Regenerative Agriculture

Regeneration agriculture

Regenerative agriculture, predominantly through activities that raise organic matter in the soil, increases soil quality. This also helps improve the richness and wellbeing of soil biota, but also improves biodiversity both above and below the surface of the soil, thus raising both water holding capacity and carbon sequestering at deeper levels.

Traditional agriculture

Traditional agriculture can be defined as a traditional form of agriculture involving the extensive use of indigenous expertise, traditional equipment, natural resources, organic fertilizer and farmers’ cultural beliefs.

Why Regenerative Agriculture?

The depletion of the fertile soil and habitats of the earth, along with the loss of indigenous seeds and knowledge, is a deadly danger to our future existence. 

According to soil science, we will not only experience significant harm to public health due to a qualitatively depleted food source marked by reduced nutrients and lack of essential trace minerals at current rates of soil degradation within 50 years, but we will practically no longer have enough arable topsoil to feed ourselves.

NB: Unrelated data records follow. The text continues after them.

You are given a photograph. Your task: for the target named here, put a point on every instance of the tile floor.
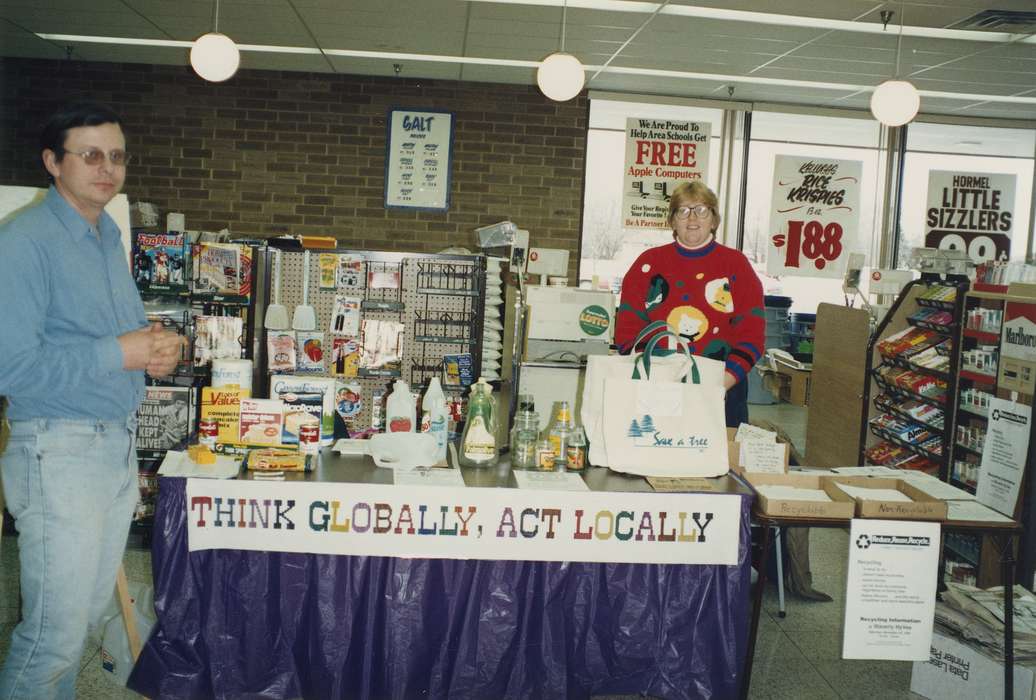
(796, 657)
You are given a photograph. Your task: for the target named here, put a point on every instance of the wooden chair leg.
(128, 616)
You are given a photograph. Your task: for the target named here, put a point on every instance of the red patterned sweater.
(710, 295)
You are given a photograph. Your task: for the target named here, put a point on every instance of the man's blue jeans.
(72, 488)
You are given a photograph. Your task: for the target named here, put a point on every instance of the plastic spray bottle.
(400, 411)
(435, 416)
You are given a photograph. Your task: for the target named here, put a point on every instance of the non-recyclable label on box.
(916, 504)
(754, 449)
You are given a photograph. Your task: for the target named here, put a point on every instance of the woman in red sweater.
(707, 292)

This is where Regenerative Agriculture can help. 

Pros of going with Regenerative Agriculture:

  • Instead of degrading ground, regenerative agriculture contributes to healthy soil, capable of producing high-quality, nutrient-dense food while continuously enhancing and finally contributing to sustainable farms and healthy populations and economies. 
  • The secret to regenerative agriculture is that, using innovations that restore and revitalize the soil and the ecosystem, it not only “does no harm” to the ground but also enhances it.
  • According to the researches Claire LaCanne and Dr. Jonathan Lundgren noted that Regenerative agriculture reaped 78% higher profits than conventional systems. Similarly, according to General Mills, Regenerative Agriculture builds farmer economic resilience. They states that Regenerative Agriculture reduces the need for chemical inputs

Effects of Regenerative Agriculture on Environment and society: 

  • Reverse Climate change -According to various reports, we can reverse climate change by increasing soil carbon stocks. 
  • Create drought-resistant soil -Regenerative organic agriculture helps in building soil organic matter. 
  • Nurture biodiversity -Biodiversity is crucial for food security and agricultural production. 
  • Improvement of yields.
  • Revitalize local economies -Family farming provides an opportunity to boost the local economy. 
  • Decrease GHG emissions -Industrial food system is responsible for 44-57% of carbon emissions.